At-Talkhis Al-Mu’abbar
Barangkali oleh karena Az-Zarnuji
melihat kependidikan itu dengan kaca mata keteladanan, meskipun secara
emphiris dapat dibuktikan, maka yang tertuang terkesan berlebihan.
Andaikata saya tidak khawatir disebut sebagai su’ul adab, saya akan
mengatakan bahwa TMT adalah kerangka acuan hasil temuan atau rangkuman
pengalaman ahlil ilmi dan belum disusus seperti layaknya konsep.
Namun secara kualitatif memiliki bobot
yang efektif sebagai pedoman untuk menciptakan dunia pendidikan yang
ideal yang masih sangat mungkin diterapkan kapan saja. Oleh karena itu,
saya memberanikan diri untuk menganggap isi kitab TMT masih sangat
relevan untuk diterapkan pada dunia pendidikan dewasa ini, sepanjang
format belum berubah.
Tentang hubungan pendidik anak didik,
guru murid, kiyai santri, pemberi manfaat penerima manfaat, dan
seterusnya, adalah wajar dan memenuhi tuntunan ajaran serta tuntunan
keorangan apabila terjalin tali keeratan yang terbuhul atas dasar
filosofi sadar posisi bagi masing-masing. Dan itu harus dipertahankan
kelanggegnannya agar pengawasan batini dapat dilakukan terus menerus.

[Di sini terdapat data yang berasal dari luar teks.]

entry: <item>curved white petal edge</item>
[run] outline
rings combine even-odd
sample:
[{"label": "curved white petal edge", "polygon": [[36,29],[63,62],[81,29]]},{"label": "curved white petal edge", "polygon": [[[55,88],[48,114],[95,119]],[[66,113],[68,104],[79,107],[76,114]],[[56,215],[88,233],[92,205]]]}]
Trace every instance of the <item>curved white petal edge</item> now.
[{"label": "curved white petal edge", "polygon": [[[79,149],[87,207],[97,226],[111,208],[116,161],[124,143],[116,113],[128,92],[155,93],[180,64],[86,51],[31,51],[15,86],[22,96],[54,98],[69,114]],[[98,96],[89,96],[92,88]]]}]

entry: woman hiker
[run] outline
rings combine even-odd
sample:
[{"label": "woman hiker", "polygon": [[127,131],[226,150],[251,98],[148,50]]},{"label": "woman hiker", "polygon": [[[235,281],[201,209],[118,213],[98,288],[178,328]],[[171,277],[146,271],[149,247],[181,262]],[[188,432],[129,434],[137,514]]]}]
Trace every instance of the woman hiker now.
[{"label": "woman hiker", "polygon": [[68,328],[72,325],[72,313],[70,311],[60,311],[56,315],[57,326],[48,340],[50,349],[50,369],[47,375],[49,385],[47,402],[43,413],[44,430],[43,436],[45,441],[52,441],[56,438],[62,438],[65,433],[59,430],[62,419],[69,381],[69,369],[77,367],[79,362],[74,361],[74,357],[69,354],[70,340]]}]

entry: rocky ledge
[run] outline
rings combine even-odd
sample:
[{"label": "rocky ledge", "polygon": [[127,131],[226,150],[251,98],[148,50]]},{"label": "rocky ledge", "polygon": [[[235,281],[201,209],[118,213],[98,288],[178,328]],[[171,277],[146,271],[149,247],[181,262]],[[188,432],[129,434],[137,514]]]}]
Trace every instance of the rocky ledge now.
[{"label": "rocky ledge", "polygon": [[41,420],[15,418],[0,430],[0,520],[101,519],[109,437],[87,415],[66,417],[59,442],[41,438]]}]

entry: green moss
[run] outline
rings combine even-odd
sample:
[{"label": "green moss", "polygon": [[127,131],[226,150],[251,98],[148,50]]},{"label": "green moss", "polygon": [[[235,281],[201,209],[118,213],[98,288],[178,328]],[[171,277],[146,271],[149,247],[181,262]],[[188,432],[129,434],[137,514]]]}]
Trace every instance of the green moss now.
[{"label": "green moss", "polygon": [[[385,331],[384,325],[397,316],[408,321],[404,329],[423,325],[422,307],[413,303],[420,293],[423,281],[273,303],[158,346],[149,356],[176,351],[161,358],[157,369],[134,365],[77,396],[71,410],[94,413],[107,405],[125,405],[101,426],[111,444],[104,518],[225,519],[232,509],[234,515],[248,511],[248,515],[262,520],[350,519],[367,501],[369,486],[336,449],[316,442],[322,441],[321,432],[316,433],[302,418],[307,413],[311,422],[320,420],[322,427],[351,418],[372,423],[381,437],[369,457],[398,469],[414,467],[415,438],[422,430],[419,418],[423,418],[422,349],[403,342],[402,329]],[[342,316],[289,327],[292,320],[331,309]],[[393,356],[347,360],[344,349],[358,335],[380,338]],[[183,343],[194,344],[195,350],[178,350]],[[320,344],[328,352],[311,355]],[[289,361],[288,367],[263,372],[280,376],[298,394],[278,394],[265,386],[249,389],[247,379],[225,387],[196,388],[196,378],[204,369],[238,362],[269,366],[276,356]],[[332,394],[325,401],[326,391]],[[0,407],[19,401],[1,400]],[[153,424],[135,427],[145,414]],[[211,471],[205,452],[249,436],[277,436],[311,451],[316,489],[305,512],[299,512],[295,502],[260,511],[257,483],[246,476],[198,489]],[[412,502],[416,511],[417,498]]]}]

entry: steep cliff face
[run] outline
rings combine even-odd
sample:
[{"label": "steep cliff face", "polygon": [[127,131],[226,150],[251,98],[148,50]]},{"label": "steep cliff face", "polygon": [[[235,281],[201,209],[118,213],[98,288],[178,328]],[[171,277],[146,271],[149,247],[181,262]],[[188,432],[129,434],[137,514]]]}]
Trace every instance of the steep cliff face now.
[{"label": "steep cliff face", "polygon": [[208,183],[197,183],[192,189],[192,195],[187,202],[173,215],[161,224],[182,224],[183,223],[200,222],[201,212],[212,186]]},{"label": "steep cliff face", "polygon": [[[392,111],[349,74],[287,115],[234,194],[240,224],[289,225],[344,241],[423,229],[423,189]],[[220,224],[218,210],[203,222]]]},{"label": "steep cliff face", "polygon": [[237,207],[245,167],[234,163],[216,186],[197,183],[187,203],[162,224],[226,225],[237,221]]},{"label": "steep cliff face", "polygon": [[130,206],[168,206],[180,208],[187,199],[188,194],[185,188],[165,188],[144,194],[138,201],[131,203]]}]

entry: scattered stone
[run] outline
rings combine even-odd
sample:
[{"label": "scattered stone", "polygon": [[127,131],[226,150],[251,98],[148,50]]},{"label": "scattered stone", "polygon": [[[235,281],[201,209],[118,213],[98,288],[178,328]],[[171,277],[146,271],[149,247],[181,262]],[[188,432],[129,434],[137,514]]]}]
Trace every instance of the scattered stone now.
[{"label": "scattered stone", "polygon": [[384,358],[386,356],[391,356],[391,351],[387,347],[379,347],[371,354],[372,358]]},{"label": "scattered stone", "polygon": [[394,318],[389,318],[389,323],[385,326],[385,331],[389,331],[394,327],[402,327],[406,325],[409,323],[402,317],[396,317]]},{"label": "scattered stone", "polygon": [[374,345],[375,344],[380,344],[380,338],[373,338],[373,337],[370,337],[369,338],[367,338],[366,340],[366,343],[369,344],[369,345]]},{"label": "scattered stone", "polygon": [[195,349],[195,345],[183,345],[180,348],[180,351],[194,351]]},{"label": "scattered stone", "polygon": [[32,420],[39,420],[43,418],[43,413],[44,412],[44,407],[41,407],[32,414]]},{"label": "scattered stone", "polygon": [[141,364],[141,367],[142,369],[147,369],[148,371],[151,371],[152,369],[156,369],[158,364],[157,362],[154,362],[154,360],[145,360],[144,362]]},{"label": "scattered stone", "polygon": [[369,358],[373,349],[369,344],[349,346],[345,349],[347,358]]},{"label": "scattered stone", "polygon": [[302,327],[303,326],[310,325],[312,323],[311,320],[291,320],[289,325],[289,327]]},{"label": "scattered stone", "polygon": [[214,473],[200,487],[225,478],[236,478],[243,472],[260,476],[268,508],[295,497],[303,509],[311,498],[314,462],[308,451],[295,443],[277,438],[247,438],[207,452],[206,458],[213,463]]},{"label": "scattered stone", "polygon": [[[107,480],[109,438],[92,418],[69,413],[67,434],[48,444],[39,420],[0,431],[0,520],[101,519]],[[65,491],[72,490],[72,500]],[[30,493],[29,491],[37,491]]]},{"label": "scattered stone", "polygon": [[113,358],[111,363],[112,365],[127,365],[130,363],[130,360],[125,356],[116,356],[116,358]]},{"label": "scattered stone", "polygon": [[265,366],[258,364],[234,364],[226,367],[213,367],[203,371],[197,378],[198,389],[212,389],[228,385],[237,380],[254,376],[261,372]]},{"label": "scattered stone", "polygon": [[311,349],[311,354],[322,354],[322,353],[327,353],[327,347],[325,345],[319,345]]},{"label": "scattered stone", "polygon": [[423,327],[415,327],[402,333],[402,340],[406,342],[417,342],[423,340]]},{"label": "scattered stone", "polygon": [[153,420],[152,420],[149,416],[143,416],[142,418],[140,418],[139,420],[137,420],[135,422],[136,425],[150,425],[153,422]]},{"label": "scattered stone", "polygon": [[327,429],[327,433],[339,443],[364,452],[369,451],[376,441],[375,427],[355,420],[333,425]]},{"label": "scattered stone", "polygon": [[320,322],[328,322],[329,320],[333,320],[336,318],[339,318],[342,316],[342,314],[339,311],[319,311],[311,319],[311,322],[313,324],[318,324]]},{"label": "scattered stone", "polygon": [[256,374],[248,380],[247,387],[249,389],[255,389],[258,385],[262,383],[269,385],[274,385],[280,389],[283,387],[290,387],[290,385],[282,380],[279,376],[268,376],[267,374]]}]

Kelanggengan hubungan antar dua kutub tersebut hanya dapat dicapai dengan keikhlasan yang putih.
Takhtim
Alur yang dipilih Az-Zarnuji untuk
mengalirkan gagasan beliau, saya kira sudah memenuhi aspek muthobaqoh
tadhomun maupun iltizam. Dan itulah hasil pendilalahan yang benar dari
lafal: at-tarbiyah.
Pada kurun masa segala aspek tata
kehidupan sudah bergeser seperati sekarang ini dan menjelang berlakunya
era indrustrialisasi, saya kira konsep yang ada pada kandungan TMT,
sebaiknya didukung untuk disosialisasikan dan dikembangkan secara
adapatatif. Dengan melibatkan para pakar disiplin ilmu tertentu dan
penambahan tata nilai. Sebab dapat saja saya mengatakan: untuk membentuk
generasi penerus yang terdidik lagi bertakwa kepada Allah SWT. Belum
ada pedoman khususnya selain kitab TA’LIMUL MUTA’ALIM.
Oleh: KH. M. Kholil Bisri (Pengasuh Pondok Pesantren Leteh, Rembang, Jawa Tengah)Rembang, Shofarul Khoir 1414 H.Dikutip dari Makalah yang beliau sampaikan di Pondok Pesantren Al-Hamidiyyah Jakarta.